Le 29. — J’ai commencé hier au soir ma lettre d’outre-mer que j’écris avec un inexprimable intérêt par les souvenirs qu’elle fait naître, par les dangers qu’elle va courir. Est-il possible qu’une feuille de papier lancée sur l’Océan arrive à son adresse, tombe juste sous les yeux de mon cousin dans son île ? Ce n’est pas croyable, à moins que quelque ange navigateur ne prenne ce papier sous son aile.
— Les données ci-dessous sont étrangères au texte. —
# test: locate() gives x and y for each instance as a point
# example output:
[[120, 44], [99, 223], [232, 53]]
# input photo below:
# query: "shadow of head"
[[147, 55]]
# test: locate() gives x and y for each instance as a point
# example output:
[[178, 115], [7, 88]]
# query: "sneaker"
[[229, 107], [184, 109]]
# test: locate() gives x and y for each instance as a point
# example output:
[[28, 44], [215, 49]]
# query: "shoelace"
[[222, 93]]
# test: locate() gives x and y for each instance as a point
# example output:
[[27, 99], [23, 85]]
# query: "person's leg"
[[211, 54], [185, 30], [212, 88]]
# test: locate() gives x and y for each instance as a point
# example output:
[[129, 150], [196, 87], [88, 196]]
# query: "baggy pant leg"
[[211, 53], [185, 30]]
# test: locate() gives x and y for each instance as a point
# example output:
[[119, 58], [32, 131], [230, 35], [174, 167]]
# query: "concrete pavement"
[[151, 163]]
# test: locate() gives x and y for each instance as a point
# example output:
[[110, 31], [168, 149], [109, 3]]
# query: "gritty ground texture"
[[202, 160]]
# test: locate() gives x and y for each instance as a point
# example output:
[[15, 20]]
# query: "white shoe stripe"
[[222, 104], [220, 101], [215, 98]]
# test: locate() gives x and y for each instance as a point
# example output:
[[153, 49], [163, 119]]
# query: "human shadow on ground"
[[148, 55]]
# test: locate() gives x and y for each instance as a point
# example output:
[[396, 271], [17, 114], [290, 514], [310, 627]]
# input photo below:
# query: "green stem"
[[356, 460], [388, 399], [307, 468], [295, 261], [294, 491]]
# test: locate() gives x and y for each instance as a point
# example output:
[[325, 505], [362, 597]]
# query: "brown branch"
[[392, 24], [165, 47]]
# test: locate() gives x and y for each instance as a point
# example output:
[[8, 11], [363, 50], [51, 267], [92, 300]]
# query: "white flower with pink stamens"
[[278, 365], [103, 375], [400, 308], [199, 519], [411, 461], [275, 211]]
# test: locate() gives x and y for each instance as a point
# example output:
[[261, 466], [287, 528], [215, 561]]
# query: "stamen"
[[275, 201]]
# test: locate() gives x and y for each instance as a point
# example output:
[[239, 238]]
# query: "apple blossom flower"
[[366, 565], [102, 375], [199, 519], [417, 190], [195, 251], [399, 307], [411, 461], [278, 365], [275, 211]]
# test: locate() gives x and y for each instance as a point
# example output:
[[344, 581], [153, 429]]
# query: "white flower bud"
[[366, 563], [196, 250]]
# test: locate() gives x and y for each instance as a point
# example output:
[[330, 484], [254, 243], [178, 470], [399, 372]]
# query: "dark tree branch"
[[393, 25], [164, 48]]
Cette île de France est en effet au bout du monde. Pauvre Philibert, comme il est loin d’ici et qu’il est à plaindre, lui qui aime tant son pays, ses parents, son beau ciel d’Europe ! Je me souviens du dernier soir que nous avons passé ensemble, et comme il contemplait avec extase ces étoiles de son pays qui bientôt disparaîtraient pour lui ! Il regrettait surtout l’étoile polaire qu’on cesse de voir sous la ligne. Alors paraît la croix du Sud. La croix du Sud est bien belle, mais jamais, me disait-il, je ne l’ai tant regardée, ni toutes nos constellations d’Afrique, que cette petite étoile du Nord.

Étoiles du beau ciel de France,

Du beau pays de ma naissance,

Vous ne luirez plus à mes yeux

Par delà l’Océan immense,

Où je vais vivre malheureux,

Et, sans vous voir, voir d’autres cieux,

Étoiles du beau ciel de France !

Ce pauvre cousin me disait cela, ce me semble, et j’en avais le cœur gros. Que les exilés sont à plaindre ! Rien ne leur plaît dans cet éloignement du pays. Avec sa femme et ses enfants, Philibert est triste en Afrique ; en France, il serait heureux.